Sarah Ann Green (1829-1902) – a troubled marriage

Sarah Ann Green (1829-1902) and Jonathan Jary (1831-1890).
My 3rd great-grand aunt and uncle.

Sarah was baptised on 5 June 1829 at St Nicholas’s Church, Great Yarmouth, and grew up with her siblings and parents William Green and Willoughby Staff in the town.

The 1851 census recorded her living with relative and mariner’s wife Elizabeth Saunders and her children at 18 Napoleon Place in Yarmouth. By then she was working as one of the town’s many beatster, a job that involved mending fishing nets.

Sarah married labourer’s son Jonathan Jary, who was born on 18 June 1831 in Runham, Norfolk, at St Nicholas’s on 13 July 1852. A few years before the marriage he was working as a seaman out of Great Yarmouth, and his merchant navy record showed that he was 5ft 6ins tall, with dark brown hair and brown eyes. I can’t trace the couple in the 1861 or 1871 censuses but we know that they had children in Great Yarmouth but also several others baptised at St Peter’s Church in Brighton, Sussex. The latter baptism records describe Jonathan as a fish curer of 7 Nelson Row, Brighton.
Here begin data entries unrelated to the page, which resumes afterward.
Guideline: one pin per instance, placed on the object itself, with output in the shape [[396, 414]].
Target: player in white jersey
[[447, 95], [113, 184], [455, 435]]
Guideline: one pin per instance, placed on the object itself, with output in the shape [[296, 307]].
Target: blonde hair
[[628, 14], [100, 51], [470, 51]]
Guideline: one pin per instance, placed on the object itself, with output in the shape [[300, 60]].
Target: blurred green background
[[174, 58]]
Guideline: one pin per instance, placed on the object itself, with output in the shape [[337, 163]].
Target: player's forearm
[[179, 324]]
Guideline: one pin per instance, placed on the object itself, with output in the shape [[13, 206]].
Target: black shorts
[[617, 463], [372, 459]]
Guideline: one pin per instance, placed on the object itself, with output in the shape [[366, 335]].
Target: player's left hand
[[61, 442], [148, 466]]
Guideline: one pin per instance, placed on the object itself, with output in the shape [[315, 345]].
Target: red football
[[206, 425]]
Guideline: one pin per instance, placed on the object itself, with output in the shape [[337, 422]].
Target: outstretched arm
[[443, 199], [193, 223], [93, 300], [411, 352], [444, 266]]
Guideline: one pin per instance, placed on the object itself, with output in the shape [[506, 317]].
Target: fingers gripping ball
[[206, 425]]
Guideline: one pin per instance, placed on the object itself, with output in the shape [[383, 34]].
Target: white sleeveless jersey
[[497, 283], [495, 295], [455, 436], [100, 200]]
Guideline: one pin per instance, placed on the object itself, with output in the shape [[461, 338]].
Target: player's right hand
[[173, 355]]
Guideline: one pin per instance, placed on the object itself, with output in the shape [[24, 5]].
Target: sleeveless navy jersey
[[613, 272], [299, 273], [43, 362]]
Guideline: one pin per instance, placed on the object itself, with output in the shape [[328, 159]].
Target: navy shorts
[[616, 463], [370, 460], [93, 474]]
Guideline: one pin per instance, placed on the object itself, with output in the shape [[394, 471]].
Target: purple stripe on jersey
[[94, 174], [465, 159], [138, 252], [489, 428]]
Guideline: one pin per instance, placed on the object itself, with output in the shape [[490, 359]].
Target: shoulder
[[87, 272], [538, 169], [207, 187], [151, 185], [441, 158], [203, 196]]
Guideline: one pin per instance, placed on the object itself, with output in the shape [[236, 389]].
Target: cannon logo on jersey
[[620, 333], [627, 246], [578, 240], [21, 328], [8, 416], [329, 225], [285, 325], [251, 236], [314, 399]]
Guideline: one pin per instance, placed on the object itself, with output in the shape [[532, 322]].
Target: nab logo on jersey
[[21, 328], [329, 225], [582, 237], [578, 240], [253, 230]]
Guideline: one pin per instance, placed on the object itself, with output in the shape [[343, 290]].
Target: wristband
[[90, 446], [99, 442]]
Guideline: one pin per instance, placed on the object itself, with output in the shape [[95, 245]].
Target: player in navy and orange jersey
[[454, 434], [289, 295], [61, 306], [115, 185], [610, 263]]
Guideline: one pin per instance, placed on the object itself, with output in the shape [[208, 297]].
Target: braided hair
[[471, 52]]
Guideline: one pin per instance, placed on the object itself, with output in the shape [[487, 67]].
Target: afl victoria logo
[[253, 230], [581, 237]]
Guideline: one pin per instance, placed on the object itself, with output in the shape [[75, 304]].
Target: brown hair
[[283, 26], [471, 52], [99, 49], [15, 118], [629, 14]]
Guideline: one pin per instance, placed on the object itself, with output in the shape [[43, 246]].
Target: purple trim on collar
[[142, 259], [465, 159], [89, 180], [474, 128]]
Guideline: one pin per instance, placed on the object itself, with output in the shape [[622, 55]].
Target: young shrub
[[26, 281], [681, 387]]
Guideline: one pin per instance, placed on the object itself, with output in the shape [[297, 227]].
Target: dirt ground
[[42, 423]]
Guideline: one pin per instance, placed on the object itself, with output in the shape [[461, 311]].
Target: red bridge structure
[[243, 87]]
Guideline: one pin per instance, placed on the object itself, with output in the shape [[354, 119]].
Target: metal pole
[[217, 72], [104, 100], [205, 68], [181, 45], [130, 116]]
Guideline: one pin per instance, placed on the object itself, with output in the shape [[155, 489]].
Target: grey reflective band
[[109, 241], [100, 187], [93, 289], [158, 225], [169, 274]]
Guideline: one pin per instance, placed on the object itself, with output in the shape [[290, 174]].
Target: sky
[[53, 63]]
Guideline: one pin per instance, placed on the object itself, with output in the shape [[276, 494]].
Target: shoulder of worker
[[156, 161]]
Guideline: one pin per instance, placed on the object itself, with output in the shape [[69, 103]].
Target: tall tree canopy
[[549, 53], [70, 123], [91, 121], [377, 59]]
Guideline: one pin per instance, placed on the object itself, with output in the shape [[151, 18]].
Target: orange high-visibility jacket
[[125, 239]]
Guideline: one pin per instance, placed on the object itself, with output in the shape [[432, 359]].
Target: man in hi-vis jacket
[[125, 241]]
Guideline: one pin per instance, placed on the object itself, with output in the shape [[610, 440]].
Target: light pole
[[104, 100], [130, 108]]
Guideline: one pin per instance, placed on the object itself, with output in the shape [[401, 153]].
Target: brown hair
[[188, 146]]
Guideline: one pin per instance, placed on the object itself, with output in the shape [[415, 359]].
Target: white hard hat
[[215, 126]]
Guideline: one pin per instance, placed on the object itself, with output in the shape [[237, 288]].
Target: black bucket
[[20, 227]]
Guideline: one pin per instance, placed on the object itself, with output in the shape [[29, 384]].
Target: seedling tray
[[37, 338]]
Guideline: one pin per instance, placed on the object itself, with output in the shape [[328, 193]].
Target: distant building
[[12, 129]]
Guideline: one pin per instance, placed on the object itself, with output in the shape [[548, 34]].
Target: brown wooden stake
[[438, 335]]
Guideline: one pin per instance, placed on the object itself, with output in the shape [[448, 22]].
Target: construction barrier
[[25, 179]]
Sarah next crops up in the 1881 census at Lowestoft near the town of her birth, living with her son Frederick and described as a fisherman’s wife. Jonathan isn’t listed, suggesting he was away on census night, and the other children are missing. In 1887 the parents featured in several newspaper reports, the result of a domestic assault. The Eastern Daily Press of 29 August 1887 reported from the Great Yarmouth Police Court that fish merchant Jary had been summoned for threatening his wife Sarah Ann. The prosecution claimed that he’d come home wanting his tea but when she told him there wasn’t any, he became abusive and threatened to hit her with a chair. It was not the first time such an incident had taken place, the court heard, but Jonathan claimed that he’d only raised the chair in anger when he realised that his son and daughter-in-law were still living at his home and had not left as he’d demanded. He said he had no intention of hitting his wife. The case was adjourned for two weeks in the hope that some arrangement could be come to but, as the Eastern Evening News of 10 September 1887 reported, Sarah Ann continued to be afraid about going home. The bench ordered Jonathan – this time described as a fish curer – to be bound over for six months in the sum of £10 to keep the peace as well as to pay the costs. Whether Sarah Ann returned to the family home is unknown.

Jonathan died on 29 October 1890 and was buried at Great Yarmouth Cemetery on 1 November. The 1891 census showed Sarah Ann living with her auctioneer son Robert and his family at 2 Alma Road, Great Yarmouth, but 10 years later she was lodging with the Nye family at 44 Leatherdale Street in east London. What prompted the move is unclear but she may have been living with or near relatives. She died in east London in 1902. 

  • Robert Jary (1855-1924) was born in Yarmouth but his earlier years are a mystery. In 1891 he was listed as an auctioneer of furniture and was living with his wife, Martha Johns Llewellyn Trahair of Newlyn in Cornwall, his children and his mother in the town. He later became a fish merchant and moved from Norfolk to the West Derby suburb of Liverpool in Lancashire. He was staying at a hotel in Euston Square, St Pancras, London, on the night of the 1921 census but died back in Liverpool three years later. Martha died in 1925.
  • Eliza Susannah Jary (1866-1937). A dressmaker in her spinster years, Eliza married merchant seaman William Thomas Utting of Poplar, now East London, in 1898. They raised a family and by 1911 were back in London at Mile End Old Town. William went on to work for his brother in law as a fish porter at Billingsgate Fish Market in London. He died six years after Eliza, in 1943.
  • Frederick George Jary (1868-1941 and pictured here with his wife) was born when his parents were in Brighton, Sussex. He married labourer’s daughter Harriet Maria Colby in Great Yarmouth in 1890 and had a number of children. The family moved ultimately to Ilford, Essex, and Frederick was a fish merchant at Billingsgate Fish Market. Harriet lived until 1959.
  • William Jary and John Jary were two sons baptised at the same time as Frederick and Eliza – in Brighton in 1869. However, no birth dates were given and I’ve yet to find any other trace of them.

Sources. All data has been gathered from Ancestry.co.uk, Familysearch.org, FindMyPast.co.uk, the British Newspaper Archive, Norfolk Family History Society and Sussex Family History Group.